IN THE CENTER OF THE CROSSROADS: Standing in the Intersection Between Racism, Climate Change, and Memory. Fiber Art by Vanessa Johnson

April 12, 2025 to May 24, 2025

Let Justice Roll Down Like Waters ©Vanessa Johnson

In some traditional and legendary African and African-American belief systems, a Center of the Crossroads represents the rising and setting of the sun, and the human life cycle of death and rebirth. The center of a crossroads is where communications with spirits takes place. 

In Indigenous and early African-American communities, a respect for nature was essential for their survival. The land offered spiritual venues, grounding, protection and sustenance.  The fact that the American landscape was a medium for enslavement, lynching, inequality, and racism cannot be ignored. The Middle Passage during enslaved voyages across oceans separated the diaspora from Africa. But rivers became our highways to freedom, moss on trees – our signposts on the Underground Railroad, the sky – our map to the Promised Land. Communion with nature is an intricate part of African American memory.

©Vanessa Johnson

The African American story is rooted in the land. We cannot run from the painful memories embedded in this relationship, but must embrace the Earth or lose ourselves. Mother Earth is the medium of our history, and remembering that that history was born out of the land is linked to the survival of this planet. Climate change, the extinction of the biodiversity of animals, the pollution of the land and water, the rising of the oceans, coupled with environmental racism – threatens our survival as a people. It is important to understand our community’s relationship with nature’s habitats, species, and the natural features as we move forward.

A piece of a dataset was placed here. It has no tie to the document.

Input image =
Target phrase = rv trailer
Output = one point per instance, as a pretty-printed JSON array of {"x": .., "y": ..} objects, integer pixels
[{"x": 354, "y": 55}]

In The Center of The Crossroads speaks from the center of the crossroads where our African and African American community reaches through time and space, confronts memory and future, communes with the Ancestors and future generations in this race for survival on a dying planet. The exhibition tells the story of the African American historical relationship with Mother Earth and the challenges we face addressing Environmental Racism and Climate Justice.

Vanessa Johnson is a Griot, a storyteller in the West African Tradition. She is a quilter, mixed media fiber artist, community educator, museum consultant, activist, writer, playwright, actor, and vocalist. She is the Artist in Residence for the Matilda Joslyn Gage Center in Fayetteville, NY and is a Mellon and Ford Foundation “Creatives Rebuild NY” grant – 2022-24.